Consumer offset Reset Behaviour
*The behavior for the consumer is to then use:
>auto.offset.reset = latest:will read the end of the log
>auto.offset.reset = earliest:will read from the start of the log
>auto.offset.reset = none:will throw exception if no offset is found
*Additionally consumer offsets can be lost:
>If a consumer hasn’t read new data in 1 day(kafka < 2.0)
>If a consumer hasn’t read new data in 7 days(kafka>=2.0)
*This can be controlled by the broker settting offset.retention.minutes
*To reply data for a consumer group:
>Take all the consumers from a specific group down
>use kafka -consumer- groups command to set offset to what you want
>Restart Consumers
Bottom line
*Set proper data retention period & offset retention period & offset retention period.

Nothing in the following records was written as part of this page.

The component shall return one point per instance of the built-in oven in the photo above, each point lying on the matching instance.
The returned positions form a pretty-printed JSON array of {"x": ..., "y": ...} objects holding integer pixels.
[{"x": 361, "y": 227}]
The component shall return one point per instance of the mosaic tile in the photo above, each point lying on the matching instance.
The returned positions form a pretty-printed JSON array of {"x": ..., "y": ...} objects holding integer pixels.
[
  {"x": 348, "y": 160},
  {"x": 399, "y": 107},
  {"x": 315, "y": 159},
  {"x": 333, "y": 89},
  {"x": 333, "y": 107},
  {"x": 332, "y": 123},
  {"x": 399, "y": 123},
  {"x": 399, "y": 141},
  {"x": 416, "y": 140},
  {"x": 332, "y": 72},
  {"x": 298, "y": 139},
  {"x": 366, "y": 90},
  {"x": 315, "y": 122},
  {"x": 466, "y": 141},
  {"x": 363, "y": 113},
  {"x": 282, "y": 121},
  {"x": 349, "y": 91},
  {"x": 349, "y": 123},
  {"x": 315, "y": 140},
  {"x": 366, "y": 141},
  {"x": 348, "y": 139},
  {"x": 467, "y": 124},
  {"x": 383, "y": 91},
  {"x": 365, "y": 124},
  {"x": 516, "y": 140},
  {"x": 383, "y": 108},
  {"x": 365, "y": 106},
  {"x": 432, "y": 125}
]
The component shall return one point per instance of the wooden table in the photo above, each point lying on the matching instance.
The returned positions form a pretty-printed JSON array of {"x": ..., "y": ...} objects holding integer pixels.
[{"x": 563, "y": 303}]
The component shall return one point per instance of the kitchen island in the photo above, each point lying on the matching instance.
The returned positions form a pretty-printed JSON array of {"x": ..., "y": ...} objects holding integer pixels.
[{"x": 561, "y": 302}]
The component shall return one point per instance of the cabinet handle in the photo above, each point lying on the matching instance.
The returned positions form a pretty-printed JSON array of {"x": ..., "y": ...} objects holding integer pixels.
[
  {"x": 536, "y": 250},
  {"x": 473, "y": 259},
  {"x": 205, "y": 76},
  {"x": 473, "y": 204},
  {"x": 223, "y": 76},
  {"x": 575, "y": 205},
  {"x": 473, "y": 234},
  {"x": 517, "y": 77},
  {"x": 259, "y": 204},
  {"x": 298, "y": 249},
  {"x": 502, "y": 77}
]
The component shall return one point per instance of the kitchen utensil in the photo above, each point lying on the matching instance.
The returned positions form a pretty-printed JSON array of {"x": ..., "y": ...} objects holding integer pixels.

*Ensure the auto offset rest behavior is the one you except/want
kafka-consumer-groups –bootstrap-server 127.0.0.1:9092 –group kafka-demo-elasticsearch –reset-offsets –execute –to -earliest –topic manju1
Consumer Heartbeat Thread
*Heartbeats are sent periodically to the broker
*If no heartbeat is sent during what period the consumer is considered dead
*Set even lower to faster consumer rebalances
*Heartbeat.interval.ms(default 3 seconds):
>How often to send Heartbeats
>usually set to 3rdof session.timeout.ms
*Take-away: This mechanism is used to detect a consumer application being down
Consumer Poll Thread
*max.poll.intervals.ms(default 5 minutes):
*Maximum amount of time between two .poll() calls before declaring the consumer dead.
*This is particularly relevant for BigdData frameworks like the spark in case of the processing tasks time
*Take-away: This mechanism is used to detect a data processing issue with the Consumer.